The Streamlit-based user interface provided an accessible way for users to interact with complex computational chemistry tools. However, several areas for improvement were identified:
1. The page "jump" to Molecule 2 disrupted the user experience. One way of solving it would have been to put the two interfaces for Molecule 1 and 2 next to each other, but then we would lose the sibebar for choosing specific atoms such as Br, O or S.
3. Additional visualization options (like electrostatic potential maps) would enhance understanding

### Accuracy of Template-Based Reaction Prediction
The template-based approach provided a straightforward way to predict reaction outcomes for common reaction types. However, this method has inherent limitations:
1. It can only predict reactions that match pre-defined templates
2. It does not account for kinetic factors that might prevent thermodynamically favorable reactions
3. Complex reactions involving multiple steps or rearrangements cannot be modeled

For the simple reactions tested, our system showed good agreement with expected chemical behavior.

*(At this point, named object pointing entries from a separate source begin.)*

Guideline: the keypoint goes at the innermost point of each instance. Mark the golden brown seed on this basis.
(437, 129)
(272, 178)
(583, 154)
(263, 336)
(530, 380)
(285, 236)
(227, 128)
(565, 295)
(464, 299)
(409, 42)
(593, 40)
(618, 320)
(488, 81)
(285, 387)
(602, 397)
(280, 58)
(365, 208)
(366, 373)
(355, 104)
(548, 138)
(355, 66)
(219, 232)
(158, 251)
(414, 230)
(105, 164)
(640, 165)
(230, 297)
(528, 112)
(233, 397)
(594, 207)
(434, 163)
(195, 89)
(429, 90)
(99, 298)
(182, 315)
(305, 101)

For example, amide formation from carboxylic acids and amines is known to be thermodynamically favorable, which our calculations confirmed.

### Energy Calculation Precision
Our decision to use RDKit force fields rather than quantum mechanical methods introduced a trade-off between computational efficiency and accuracy. While sufficient for relative comparisons, the absolute energy values should be interpreted with caution:
1. Force fields like MMFF94s are parameterized for common organic structures and may be less accurate for unusual chemical environments
2. The calculations do not explicitly account for solvation effects
3. Zero-point energy corrections are not included

### Technical Challenges
Several significant technical challenges were encountered during development:
1. __Segmentation issues with xTB__: Despite multiple attempts and alternative methods, we could not resolve these issues, leading to our adoption of RDKit
2. __Molecular representation conversions__: Maintaining consistency across different representations (SMILES, molblock, 3D coordinates) required careful implementation
3. __Exception handling__: Chemical calculations frequently encounter edge cases requiring robust error handling

### Conclusion
We successfully developed a computational system that predicts chemical reaction products and assesses their thermodynamic stability at 0K. Our approach combines:
1. An intuitive molecular drawing interface
2. Template-based reaction prediction
3. Force field-based energy calculations
4. Clear visualization of results
The system effectively demonstrates the concept of using free enthalpy calculations to predict reaction spontaneity, providing a valuable educational and exploratory tool for chemistry students and researchers.

### Future Improvements
Several enhancements could improve the system's capabilities:

1. Implementation of quantum mechanical methods for more accurate energy calculations
2. Expansion of the reaction template library to cover more reaction types
3. Addition of temperature effects to predict reaction favorability under different conditions
4. Integration of transition state modeling to address kinetic factors
5. Improvements to the user interface to address identified usability issues

This project demonstrates the potential of computational approaches to provide rapid insights into chemical reactivity, potentially reducing the need for experimental trial-and-error in reaction development.